02 February 2016

Re “re-” (& other misapprehensions)

Dearly beloved,

I’ve heard some of you say that life is complicated. Many describe their relationships as complicated. Some say that romantic love itself is complicated. But my own opinion is that life, love, and relation­ships are all very simple.

Life is a breeze, if you can manage to inherit vast privilege. One error that people commit is that they choose to be born to non-ritzy parents, or they accept soulmates who are unsuccessful. Intelligence can also be a setback—nobody likes a friend who can speak ornately.

Not that being unsmart is entirely attractive; but most people prefer the company of dullards, as it elevates the apparent elan of their own mortal soul: it’s a nice buzz to feel superior without all the work.

Diet-and-exercise in a can. It’s like the theme song from that ancient video game. Just implement a habit of conquering the environment. Tend your own plot, then proceed on to the gardens of others. Own stock in paradise.

And love is simple because it’s all about pleasing the object. Take any object and fall in love with it. Now, please that object—you’ll find that the object will cling to you for life, if you offer it pleasure.

Orangutans have discovered the best way to win over a lover, scien­tifically speaking. First, one terrorizes the spouse of one’s neighbor. Next, one offers oneself as compensation for all of the hardship that one has caused. This plan succeeds on account of the rule of physics: A love object will cling to any saboteur-turned-rescuer.

But how, after enduring decades of trial-free matrimony, does a mal­adjusted ruffian remain in alliance—that is, happily married—to its unkempt orangutan?

The trick is to dream hard and fast…

Continuing this jokey sermon no longer interests me. But here below is the part that I was looking for the other day (I found it just now), from the weird book Spring and All by William Carlos Williams:

Oh yes, you are a writer! a phrase that has often damned me, to myself. I rejected it with heat but the stigma re­mained. Not a man, not an understanding but a WRITER. I was unable to recognize.

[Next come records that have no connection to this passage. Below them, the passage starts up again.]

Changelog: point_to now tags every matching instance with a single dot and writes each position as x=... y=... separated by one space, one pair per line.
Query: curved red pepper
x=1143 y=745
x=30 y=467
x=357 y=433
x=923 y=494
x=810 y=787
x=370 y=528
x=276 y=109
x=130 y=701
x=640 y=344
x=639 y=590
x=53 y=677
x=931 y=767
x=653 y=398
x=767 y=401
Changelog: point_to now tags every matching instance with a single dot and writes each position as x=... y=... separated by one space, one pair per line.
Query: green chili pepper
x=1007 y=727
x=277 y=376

I still love Williams’s most barbarous books (I’ve been re-rereading them recently); but I admit that this excerpt is not as profound as I had remembered it being; which, at least with me, is often the case. (I mean that my mind lets me down, not WCW… my memory is a prettifying device, embellishing everything for the better.) I feel that I’m not “in the groove” with the author, for instance, when he ends the above passage with the statement “I was unable to recognize.” Why did he add that?

The prefix RE- means “again; afresh; anew… with return to a previous state… in homecoming; mutually… with intensive force…” among other things. And COGNIZE means “to perceive, to know, to become aware of…”

Now I wonder what etymological research has in common with the behavior of orangutans.

Must everything connect? (I leave this three-word prayer purposely vague.)

Conclusion

  • No matter how hard one tries, one cannot avoid jokiness, if one is desperate for attention.
  • Remember, remind, reminisce. Revoke, retract, recant.
  • Every human is a copy of a copy of etc…
  • Cognize the earliest mental act: the ur-cognition.